The basic problems are also the same: you need to make sure to ask the right questions, to ask them in the right way, and to make special efforts to understand the answers.
What are the diffferences of Interviews and Surveys
usually ask different kinds of questions
Surveys are often shaped by a desire to generalize to a broader population. Interviews are more aimed at understanding.
Several differences distinguish the sampling and coding practices:
o Survey researchers usually ask questions of a bigger sample
o Interviewers usually select interviewees through purposive or judgment sampling, while respondents in surveys are usually some sort of representative sample of a broader population.
o survey questions and methods are usually better at obtaining answers to comparatively direct, low-inference questions.
o Interview questions and methods are more suited to pursuing complicated matters in depth
o the standardization of survey questions helps improve the reliability of answers, while the in-depth probing of interview questions enhances the validity of the answers.
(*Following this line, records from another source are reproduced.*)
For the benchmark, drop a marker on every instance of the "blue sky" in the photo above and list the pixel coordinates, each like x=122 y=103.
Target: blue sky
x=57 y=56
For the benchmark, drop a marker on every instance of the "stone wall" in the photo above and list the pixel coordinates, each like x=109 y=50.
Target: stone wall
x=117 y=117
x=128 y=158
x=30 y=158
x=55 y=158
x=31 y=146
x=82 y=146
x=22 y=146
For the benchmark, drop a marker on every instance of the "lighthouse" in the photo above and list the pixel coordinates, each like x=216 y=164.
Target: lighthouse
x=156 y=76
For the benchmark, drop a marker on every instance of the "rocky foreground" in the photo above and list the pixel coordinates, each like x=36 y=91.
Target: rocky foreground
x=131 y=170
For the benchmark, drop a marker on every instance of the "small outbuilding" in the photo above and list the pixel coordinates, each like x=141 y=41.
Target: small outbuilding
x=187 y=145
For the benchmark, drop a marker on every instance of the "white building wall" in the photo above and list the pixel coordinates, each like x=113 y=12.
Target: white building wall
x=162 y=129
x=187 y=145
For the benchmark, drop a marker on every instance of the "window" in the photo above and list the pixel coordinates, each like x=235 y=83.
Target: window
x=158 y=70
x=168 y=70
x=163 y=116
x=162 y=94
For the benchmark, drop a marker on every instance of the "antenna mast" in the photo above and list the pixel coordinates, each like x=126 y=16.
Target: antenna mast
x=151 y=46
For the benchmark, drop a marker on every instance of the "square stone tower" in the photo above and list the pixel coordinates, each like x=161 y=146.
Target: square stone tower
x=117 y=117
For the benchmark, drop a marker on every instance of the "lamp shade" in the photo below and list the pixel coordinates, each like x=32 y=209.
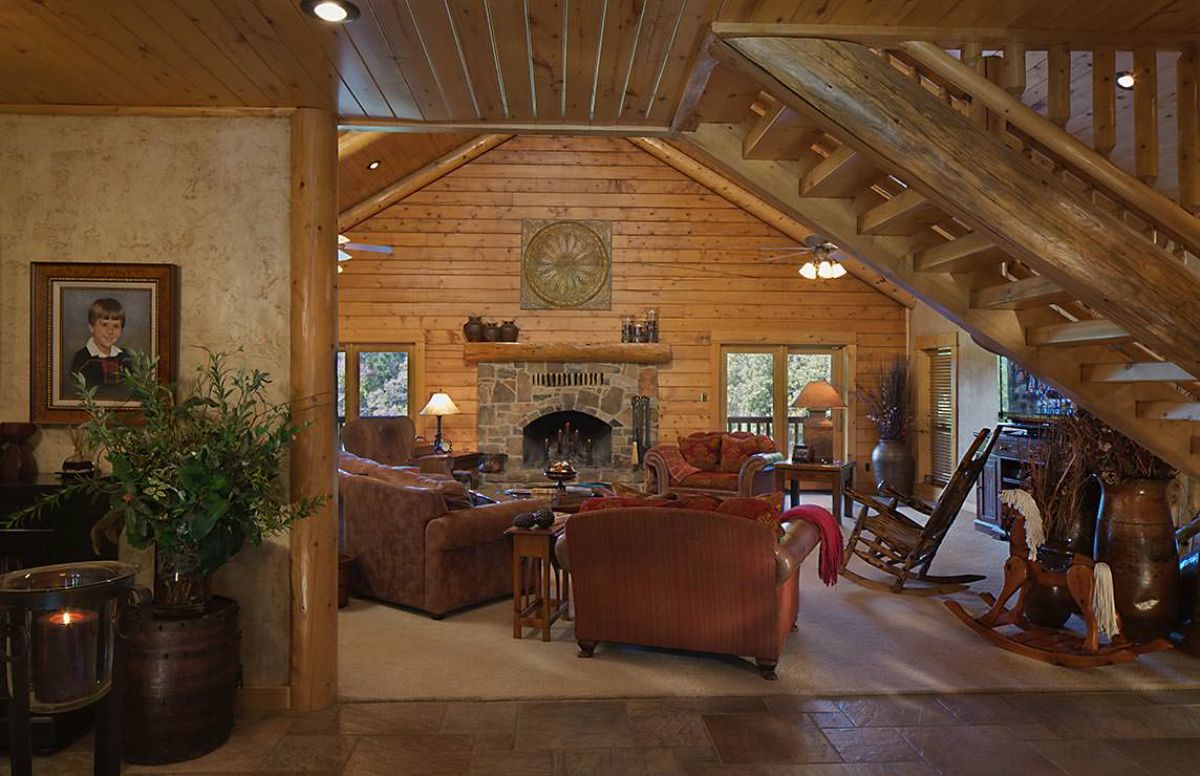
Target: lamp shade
x=820 y=395
x=441 y=404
What are the different interview approaches?
At one end of the interview spectrum is explanatory/confirmatory research such as theory testing and identifying causal mechanisms. At the other end of the interview spectrum is descriptive/exploratory research, such as the life story or life narrative approach. The goal of this kind of research is “to learn as much as possible about how one person views his or her own development over time and across the life cycle.
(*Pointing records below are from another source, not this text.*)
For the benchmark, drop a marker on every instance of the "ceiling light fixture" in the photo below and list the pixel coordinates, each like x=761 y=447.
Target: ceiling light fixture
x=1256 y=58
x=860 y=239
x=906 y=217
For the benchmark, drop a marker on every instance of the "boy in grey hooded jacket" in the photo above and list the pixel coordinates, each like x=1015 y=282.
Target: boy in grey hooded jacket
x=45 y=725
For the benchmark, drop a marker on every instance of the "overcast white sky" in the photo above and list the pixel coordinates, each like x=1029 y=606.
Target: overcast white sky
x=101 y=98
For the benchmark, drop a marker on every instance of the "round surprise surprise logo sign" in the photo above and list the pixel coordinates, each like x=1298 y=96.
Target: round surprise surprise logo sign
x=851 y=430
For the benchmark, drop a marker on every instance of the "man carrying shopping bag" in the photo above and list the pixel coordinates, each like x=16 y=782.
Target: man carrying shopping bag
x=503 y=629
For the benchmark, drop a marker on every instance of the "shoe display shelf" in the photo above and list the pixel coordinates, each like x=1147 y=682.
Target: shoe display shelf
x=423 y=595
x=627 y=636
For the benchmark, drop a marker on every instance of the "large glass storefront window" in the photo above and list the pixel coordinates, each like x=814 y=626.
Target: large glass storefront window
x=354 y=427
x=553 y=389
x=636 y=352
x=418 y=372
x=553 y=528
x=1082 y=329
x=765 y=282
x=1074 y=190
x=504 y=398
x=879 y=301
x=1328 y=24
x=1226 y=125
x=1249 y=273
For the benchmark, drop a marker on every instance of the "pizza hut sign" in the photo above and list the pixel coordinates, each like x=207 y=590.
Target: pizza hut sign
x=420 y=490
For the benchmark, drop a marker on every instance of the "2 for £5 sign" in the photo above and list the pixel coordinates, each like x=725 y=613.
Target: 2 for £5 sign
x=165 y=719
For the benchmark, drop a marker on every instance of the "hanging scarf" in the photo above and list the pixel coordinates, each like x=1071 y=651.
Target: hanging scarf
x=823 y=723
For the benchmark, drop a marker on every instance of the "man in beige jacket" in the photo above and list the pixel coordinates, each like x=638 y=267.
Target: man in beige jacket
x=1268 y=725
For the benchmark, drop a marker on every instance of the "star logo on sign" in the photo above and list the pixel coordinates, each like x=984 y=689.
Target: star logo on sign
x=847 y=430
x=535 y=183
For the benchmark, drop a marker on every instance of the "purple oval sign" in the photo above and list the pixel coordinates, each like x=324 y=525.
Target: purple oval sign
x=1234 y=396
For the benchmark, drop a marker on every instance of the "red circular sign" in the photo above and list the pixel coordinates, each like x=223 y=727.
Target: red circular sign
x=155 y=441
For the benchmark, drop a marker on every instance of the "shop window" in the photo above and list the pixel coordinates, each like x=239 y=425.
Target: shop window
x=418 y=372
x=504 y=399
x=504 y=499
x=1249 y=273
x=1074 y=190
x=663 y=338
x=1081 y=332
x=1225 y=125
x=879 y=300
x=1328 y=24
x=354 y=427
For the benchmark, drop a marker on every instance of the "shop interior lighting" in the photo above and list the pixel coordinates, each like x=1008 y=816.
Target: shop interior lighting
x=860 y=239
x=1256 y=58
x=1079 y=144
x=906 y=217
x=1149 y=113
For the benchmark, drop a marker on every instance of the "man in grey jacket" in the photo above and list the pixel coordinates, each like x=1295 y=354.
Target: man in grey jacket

A third option, situated roughly between theory testing and pure description, is the grounded theory approach.
When is a focus group interview a great option?
Focus group interviews may be especially appropriate when the topic of your research deals with interaction in groups.
Focus groups is good at addressing questions that are targeted.
when your research problem requires that you talk to more people than you can contact for individual interviews, a focus group interview is relevant.
because of the larger numbers typically involved in a focus group study and the greater focus on a narrower range of issues, they seem to produce results that are more generalizable than individual interviews
The most relevant situation when focus groups seem the ideal method occurs when your topic involves group dynamics or social relations.
When would you chose a formal interview setting?
If you want consistency, and through consistency to eliminate site characteristics as a variable, you will need to be more formal.
Describe Randomized control trials
Random selection and assignment of participants/cases into experimental groups, controlled treatment, so the differences in outcomes can be only due to treatment
What’s Wrong with Gold‑Standard Thinking?
The inflexibility of gold-standard thinking has two main facets.
o First is the assumption that evidence gathered using RCTs will always be superior, regardless of the topic or setting, to evidence gathered in any other way.
o Second is the belief that research problems for which RCTs are impossible cannot be studied scientifically.
o Both assumptions are fundamentally wrong.
When Is an RCT a Good Option?
When you want to find a causal link between two variables.
What is the Heisenberg effect?
those research occasions in which the very act of measurement or observation directly alters the phenomenon under investigation.